Some older than 5 years, some newer than one year.

All had 301 redirect applied in September 2005.

No new supplemental listings for any of them that I can see, and about 10-15% increase in google traffic over the last 7 days.

Just my observations to help us get to the bottom of this.


3:17 am on Mar 5, 2006 (gmt 0)

It is a shame 301's aren't effected more in this DC update. In my experience most 301's are carried out because the page in question has gained a result through black hat seo. As soon as they get the result they do a 301 to a "clean page".Its bull#*$!.
I think unless its a run of site 301 all 301's should be ignored.


3:48 am on Mar 5, 2006 (gmt 0)

WebmasterWorld Senior Member 10+ Year Member

One of our sites which is effected has around 1500 pages of handmade custom content online for about 5 years with a pr7 and stable traffic for years, nothing fancy seo wise and basically the entire site is supp besides the homepage so no this isnt only effecting 100k plus page sites.


4:00 am on Mar 5, 2006 (gmt 0)

10+ Year Member

I am trying to find a link between the sites which have been placed in supplemental listings. If your page is supplemental, please email me the URL as well as the age of the site.

Thanks you. Once the list is compiled I will email you back the entire list of sites that have this problem and any common occurances I found.

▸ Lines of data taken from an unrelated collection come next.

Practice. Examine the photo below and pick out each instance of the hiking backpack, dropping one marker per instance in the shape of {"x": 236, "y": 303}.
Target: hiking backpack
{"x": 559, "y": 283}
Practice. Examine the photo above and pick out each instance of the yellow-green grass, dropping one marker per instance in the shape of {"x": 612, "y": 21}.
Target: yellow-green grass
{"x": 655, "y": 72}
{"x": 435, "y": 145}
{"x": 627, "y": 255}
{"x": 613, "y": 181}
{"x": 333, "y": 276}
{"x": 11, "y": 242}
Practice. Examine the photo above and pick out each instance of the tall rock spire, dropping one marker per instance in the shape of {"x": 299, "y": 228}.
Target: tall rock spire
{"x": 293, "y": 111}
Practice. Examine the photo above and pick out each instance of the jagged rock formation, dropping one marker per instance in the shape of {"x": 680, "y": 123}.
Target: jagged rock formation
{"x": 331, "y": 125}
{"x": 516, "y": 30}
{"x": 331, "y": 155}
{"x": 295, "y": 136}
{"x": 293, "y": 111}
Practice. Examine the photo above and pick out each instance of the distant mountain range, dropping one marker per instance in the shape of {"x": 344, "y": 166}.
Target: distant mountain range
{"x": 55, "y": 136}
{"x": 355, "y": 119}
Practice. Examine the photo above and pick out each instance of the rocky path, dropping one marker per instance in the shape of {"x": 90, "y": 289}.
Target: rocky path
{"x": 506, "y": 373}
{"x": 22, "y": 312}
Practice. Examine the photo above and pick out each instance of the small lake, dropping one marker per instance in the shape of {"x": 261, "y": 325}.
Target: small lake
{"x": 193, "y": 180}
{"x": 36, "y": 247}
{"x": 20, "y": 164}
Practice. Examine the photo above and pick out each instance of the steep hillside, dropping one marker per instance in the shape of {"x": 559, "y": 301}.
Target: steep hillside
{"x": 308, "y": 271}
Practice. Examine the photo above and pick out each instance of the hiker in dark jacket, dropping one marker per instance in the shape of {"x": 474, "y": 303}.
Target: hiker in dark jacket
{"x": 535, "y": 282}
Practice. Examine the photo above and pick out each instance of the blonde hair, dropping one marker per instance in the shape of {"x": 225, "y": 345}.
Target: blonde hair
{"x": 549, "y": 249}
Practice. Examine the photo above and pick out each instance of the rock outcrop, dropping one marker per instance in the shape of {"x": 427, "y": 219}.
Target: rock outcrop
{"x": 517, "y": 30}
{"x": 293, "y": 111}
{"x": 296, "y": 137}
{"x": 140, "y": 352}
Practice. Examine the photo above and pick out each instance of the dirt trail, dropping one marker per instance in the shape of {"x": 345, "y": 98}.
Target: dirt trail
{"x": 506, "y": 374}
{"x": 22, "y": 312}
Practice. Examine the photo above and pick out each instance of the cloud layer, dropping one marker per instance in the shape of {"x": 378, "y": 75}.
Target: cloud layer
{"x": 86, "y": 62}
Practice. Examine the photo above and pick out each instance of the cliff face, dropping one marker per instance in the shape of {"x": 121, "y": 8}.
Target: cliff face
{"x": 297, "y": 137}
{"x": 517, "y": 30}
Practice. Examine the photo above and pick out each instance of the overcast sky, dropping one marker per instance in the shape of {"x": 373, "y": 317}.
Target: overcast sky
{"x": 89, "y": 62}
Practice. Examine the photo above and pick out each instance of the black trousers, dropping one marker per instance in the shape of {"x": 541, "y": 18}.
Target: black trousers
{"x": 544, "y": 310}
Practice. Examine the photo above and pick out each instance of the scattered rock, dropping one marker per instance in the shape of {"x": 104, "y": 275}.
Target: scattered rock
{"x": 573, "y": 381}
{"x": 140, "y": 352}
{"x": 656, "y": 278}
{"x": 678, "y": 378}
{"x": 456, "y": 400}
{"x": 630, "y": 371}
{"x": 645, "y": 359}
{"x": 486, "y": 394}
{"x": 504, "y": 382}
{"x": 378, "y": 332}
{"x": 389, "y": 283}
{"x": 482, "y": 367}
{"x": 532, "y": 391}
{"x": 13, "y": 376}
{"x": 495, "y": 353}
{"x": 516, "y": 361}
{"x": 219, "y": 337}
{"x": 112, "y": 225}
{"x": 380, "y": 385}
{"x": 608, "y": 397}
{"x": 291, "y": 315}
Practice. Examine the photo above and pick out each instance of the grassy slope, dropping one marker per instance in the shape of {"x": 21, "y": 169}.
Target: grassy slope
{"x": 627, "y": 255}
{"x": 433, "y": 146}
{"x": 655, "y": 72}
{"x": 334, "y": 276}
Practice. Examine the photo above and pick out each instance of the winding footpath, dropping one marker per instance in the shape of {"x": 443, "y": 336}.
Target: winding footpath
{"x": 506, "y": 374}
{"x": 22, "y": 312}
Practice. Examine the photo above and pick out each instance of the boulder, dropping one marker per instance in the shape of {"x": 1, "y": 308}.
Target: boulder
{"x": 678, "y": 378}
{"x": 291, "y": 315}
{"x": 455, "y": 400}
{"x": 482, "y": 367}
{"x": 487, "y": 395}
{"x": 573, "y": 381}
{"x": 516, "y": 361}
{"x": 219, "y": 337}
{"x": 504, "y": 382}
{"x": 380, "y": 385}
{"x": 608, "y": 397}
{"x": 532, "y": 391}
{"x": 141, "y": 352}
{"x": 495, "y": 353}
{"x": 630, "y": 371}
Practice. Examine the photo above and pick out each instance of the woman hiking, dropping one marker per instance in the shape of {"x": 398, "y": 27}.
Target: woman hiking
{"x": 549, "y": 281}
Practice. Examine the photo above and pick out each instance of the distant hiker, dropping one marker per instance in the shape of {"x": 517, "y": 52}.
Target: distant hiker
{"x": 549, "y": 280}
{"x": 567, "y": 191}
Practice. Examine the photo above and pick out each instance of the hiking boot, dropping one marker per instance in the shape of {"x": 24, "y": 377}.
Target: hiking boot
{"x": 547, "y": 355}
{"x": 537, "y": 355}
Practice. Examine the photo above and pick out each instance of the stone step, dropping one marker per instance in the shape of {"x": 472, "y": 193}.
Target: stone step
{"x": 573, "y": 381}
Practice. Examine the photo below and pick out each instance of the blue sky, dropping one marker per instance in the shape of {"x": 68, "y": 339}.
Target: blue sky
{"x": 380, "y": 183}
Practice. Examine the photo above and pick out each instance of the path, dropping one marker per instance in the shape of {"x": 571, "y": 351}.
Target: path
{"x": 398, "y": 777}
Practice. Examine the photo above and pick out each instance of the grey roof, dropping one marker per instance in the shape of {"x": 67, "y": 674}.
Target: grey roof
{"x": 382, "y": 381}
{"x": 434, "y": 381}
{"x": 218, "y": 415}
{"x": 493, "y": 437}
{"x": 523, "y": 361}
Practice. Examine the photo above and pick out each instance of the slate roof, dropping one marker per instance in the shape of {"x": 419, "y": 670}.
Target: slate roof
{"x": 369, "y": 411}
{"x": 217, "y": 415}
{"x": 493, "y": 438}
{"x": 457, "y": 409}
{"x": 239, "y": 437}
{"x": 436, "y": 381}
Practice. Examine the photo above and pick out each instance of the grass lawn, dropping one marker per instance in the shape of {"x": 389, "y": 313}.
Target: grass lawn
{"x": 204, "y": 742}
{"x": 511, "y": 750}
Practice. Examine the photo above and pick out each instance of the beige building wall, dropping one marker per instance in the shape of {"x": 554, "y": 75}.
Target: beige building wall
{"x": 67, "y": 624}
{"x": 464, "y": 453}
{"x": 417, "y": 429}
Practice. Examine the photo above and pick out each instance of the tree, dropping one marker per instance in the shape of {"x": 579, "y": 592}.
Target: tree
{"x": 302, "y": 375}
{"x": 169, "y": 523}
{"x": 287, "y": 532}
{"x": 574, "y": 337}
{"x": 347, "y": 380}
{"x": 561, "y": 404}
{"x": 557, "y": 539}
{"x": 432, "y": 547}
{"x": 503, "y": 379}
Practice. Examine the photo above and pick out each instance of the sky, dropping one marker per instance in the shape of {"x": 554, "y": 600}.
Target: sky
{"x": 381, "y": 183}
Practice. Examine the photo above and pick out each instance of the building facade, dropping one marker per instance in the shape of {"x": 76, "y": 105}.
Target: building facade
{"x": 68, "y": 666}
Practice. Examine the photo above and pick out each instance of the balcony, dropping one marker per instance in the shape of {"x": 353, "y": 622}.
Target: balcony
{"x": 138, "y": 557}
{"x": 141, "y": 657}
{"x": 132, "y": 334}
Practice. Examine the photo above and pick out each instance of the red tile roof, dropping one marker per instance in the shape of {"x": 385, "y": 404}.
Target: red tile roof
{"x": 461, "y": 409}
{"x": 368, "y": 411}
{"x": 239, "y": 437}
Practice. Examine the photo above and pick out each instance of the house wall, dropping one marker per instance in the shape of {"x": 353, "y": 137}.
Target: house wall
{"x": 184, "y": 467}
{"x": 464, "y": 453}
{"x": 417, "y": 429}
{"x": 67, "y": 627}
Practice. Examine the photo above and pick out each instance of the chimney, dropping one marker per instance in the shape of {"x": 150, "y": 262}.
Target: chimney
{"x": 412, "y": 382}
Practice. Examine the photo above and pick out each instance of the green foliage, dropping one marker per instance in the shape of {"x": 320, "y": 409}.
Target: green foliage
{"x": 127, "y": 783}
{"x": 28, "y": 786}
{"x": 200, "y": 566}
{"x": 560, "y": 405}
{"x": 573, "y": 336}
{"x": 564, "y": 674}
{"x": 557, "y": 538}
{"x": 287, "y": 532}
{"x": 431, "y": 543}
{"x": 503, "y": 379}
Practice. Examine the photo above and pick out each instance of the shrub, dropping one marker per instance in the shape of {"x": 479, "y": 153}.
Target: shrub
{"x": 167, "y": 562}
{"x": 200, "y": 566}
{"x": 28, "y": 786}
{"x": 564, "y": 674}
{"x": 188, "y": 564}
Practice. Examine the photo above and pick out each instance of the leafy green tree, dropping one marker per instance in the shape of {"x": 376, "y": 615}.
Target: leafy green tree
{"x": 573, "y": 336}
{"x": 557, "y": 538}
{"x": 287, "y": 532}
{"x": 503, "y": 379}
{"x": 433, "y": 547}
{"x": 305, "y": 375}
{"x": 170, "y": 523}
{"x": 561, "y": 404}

email to edbri871 (at) gmail.com


4:06 am on Mar 5, 2006 (gmt 0)

WebmasterWorld Senior Member googleguy is a WebmasterWorld Top Contributor of All Time 10+ Year Member

Wow, Scarecrow is around too. It's like old times. :)

I'm not eager to get flamed for the zillionth time on the 4-byte ID problem, but if GoogleGuy wants to deny it once again, for the record, that would be fine with me.

I'm fine to deny this, because docids and their size has nothing at all to do with what people have been describing on this thread. I've been reading through the feedback, and it backs up the theory that I had before I asked for feedback.

Based on the specifics everyone has sent (thank you, by the way), I'm pretty sure what the issue is. I'll check with the crawl/indexing team to be sure though. Folks don't need to send any more emails unless they really want to. It may take a week or so to sort this out and be sure, but I do expect these pages to come back to the main index.